Video recording and post production done by OpenStack Foundation.
The Worldwide LHC Computing Grid (WLCG) is a global collaboration that is analyzing CERN's LHC data, and it consists of more than 170 computing centers in 40 countries.
The CMS experiment is maintaining a large infrastructure to readout and filter the data from the detector. The High Level Trigger (HLT) cluster is composed of 15k cores in 1500 compute nodes dedicated to online data and event filtering. However, this resource is used only for about 30% of the time, due to the accelerator duty cycle and the various maintenance periods and the rest of time it is free. Only during these unused times an OpenStack cloud is started on top of the cluster allowing it to join the WLCG for offline data analysis.

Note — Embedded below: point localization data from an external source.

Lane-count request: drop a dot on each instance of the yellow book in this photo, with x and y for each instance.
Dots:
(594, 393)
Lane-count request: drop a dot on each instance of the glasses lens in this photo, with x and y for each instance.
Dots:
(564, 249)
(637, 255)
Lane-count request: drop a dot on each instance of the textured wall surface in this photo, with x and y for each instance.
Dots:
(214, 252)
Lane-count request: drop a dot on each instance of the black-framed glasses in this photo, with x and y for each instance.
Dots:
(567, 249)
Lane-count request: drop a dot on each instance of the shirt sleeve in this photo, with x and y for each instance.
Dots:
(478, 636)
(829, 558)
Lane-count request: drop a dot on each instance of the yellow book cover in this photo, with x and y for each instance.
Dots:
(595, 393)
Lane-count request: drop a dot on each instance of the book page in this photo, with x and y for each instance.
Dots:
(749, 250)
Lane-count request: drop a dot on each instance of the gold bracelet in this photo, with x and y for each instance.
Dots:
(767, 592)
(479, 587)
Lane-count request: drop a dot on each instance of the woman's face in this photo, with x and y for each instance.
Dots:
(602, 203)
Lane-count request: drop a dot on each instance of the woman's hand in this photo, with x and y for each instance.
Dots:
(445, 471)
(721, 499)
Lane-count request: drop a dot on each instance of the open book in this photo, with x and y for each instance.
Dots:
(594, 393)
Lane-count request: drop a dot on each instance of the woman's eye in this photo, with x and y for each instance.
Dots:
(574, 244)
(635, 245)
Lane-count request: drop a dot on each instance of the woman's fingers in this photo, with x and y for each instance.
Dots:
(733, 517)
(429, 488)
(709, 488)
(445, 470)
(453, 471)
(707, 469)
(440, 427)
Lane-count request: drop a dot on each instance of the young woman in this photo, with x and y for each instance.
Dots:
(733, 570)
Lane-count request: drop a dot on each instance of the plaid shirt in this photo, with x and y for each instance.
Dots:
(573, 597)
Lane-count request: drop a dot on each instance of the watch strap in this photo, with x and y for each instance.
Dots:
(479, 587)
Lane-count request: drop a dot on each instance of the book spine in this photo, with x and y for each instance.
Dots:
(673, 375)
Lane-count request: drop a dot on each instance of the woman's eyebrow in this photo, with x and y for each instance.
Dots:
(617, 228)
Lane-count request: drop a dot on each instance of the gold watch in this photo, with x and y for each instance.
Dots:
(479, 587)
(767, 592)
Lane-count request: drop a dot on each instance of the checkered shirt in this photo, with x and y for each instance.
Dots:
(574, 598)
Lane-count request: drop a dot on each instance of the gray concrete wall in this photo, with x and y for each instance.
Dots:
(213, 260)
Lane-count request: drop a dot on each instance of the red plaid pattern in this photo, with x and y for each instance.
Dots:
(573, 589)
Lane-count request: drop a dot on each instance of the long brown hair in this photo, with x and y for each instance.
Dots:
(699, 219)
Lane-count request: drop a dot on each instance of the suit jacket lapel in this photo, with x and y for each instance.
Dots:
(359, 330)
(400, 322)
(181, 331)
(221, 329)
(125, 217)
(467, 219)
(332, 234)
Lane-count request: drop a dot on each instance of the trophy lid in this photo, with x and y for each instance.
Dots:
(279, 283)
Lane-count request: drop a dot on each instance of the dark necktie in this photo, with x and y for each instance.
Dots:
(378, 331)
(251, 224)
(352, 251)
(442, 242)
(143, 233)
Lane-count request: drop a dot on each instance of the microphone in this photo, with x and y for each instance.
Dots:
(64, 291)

For running the required software for the offline data analysis, specific system images are generated and distributed through the cloud. The OpenStack s image service (Glance) has to distribute a 1,7 GB image to almost 1500 servers, so the VMs can boot. Every time images are added or changed, Glance has to redistribute the new images to all nova compute nodes which poses challenges. Due to the usage pattern, a rapid startup is needed to maximize the available cluster time of sometimes only a few hours.
In this presentation we will discuss how we managed to boot all the available nova compute nodes, in under 10 minutes. Also the specificities of this standard cluster usage and opportunistic cloud usage will be explained, as will the details of the deployment of the infrastructure, the issues encountered and their solutions.